12:10 Actually, Harman is using Brown jargon – meaningless guff. I hate to say it, but it sounds better coming from him. Harman is not nearly as accomplished a confidence trickster.

12:12 “We look forward to the action, Mr Speker” – Labour MPs moan, and rightly. You can say many things about the last few days, but there has been plenty action.

12:14 Darling shakes his head when Hague says nationalised banks can lend at 2007 levels. I have some inside info on this.

12:16 My God, Harman should be drawn back to the House to apologise – she repeated the Bronwie that debt went from 43% to 37%. There is no debt measure that says so. The ONS ruled in Feb that NR has to go on the accounts so it is 43.3%.

12:18 Hague finally on good form  – boom and bust pledge “one of the most foolish, hubristic and irresponsible claims ever made by a UK prime minister.” Harman bleats on about not writing Britain off and meekly describes Brown as “man with a plan.”

12:20 Cable – seems to go on a Keynesian argument that the government shouldn’t be rationalising public sector staff in a downturn. Harman bleats on about 600,000 vacancies in the economy – as if that counteracts the soaring unemployment. That defence wont last long.

12:23 Cable has a good point on interest rates, and he looked genuinely angry as he delivered it. There is a good case to look again at BoE “independence” model – the last ten years led us to a horrible monetary explosion which fuelled the Brown boom. Its that kind of “out of the box” thinking I’d like to see the Tories do more of.

12:24 Now on to the Icelandic mess – 100% protection for charities who have money there. I wonder if she’d have frozen the assets if it had been the Bank of Texas doing all that cheap lending…

12:26 Labour backbenchers have not yet demanded that banks give away money to people with low credit ratings. Plenty of time for that, though.

12: 29 Crispin Blunt brings up Equitable Life. 

Harman says that it is wrong to say Brown responsible for banking crisis when its origins were global.

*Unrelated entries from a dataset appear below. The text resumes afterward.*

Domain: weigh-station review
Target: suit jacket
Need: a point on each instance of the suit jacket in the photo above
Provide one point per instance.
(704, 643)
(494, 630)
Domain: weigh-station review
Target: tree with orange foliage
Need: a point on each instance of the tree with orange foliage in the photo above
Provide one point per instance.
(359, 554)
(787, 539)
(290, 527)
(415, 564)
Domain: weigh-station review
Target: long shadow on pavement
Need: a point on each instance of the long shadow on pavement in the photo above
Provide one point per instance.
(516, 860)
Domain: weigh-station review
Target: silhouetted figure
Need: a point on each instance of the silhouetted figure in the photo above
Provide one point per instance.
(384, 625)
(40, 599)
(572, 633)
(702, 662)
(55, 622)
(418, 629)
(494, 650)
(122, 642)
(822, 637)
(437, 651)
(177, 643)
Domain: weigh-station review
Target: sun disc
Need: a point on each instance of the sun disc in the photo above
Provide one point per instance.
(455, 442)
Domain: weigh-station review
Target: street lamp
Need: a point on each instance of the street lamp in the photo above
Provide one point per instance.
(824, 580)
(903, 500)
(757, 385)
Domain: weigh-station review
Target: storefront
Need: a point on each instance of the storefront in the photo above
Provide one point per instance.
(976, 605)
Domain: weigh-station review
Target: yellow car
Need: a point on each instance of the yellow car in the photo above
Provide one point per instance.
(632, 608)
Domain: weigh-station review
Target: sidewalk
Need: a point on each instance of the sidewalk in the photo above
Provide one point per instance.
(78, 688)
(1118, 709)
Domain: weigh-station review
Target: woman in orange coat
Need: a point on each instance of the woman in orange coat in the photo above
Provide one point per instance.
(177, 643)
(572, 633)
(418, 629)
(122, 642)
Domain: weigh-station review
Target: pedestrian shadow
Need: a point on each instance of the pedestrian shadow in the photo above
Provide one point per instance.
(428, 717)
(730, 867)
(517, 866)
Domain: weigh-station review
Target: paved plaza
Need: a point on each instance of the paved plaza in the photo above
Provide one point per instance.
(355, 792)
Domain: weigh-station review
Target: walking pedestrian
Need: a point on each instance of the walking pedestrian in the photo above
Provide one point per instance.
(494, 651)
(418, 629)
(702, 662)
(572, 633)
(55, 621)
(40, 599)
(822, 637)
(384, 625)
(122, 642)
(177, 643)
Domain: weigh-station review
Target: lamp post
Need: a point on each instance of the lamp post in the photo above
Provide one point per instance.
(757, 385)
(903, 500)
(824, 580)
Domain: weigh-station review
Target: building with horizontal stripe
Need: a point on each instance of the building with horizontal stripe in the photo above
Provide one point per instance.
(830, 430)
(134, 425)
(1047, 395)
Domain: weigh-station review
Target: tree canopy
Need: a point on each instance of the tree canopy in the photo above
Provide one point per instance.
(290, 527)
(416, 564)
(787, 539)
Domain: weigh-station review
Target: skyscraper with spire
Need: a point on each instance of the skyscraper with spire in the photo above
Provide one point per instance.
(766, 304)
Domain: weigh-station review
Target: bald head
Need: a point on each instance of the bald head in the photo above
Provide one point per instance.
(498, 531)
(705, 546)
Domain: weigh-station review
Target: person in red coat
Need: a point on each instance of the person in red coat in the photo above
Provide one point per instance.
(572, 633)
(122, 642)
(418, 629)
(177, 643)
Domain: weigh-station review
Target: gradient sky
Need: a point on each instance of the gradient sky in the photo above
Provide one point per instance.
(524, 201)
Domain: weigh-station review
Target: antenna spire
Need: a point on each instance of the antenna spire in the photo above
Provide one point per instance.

Well maybe he is because he drew up the regulation system that failed to spot we had the most over-extended banks outside of Iceland?

12: 30 Philip Davies (Con, Shipley) nails it – Brown’s tripartite system failed. Will the government take any responsibility? Harman goes back to her notes. “I do not think the crisis is the responsibility of the one million extra homeowners” (Brown used to say 1.8 million). And no, that’s not what he was suggesting. Please, Tories, keep going on this.

Jim Devine asks how many will benefit from minimum wage increase, and bashes the SNP (by-election coming up, anyone?) Harman said 90,000 people in Scotland would benefit. Tiny. That’s about the number on benefits in Glasgow.

Plaid’s Adam Price says Harman apologised for Iraq – why not the economy? Because Brown doesn’t do sorry. Harman reads out the answer she had been given on Iraq and withdrawal. The question was about economics. 

Tom Levitt (Lab, High Peak) asks for assurance that target of abolishing child poverty by 2020 will remain in place. Yes, says Harman. We will have to sit back and watch poverty come back with a vengeance – social dislocation will be just one of the prices we may pay for the economic tsunami that is about to strike.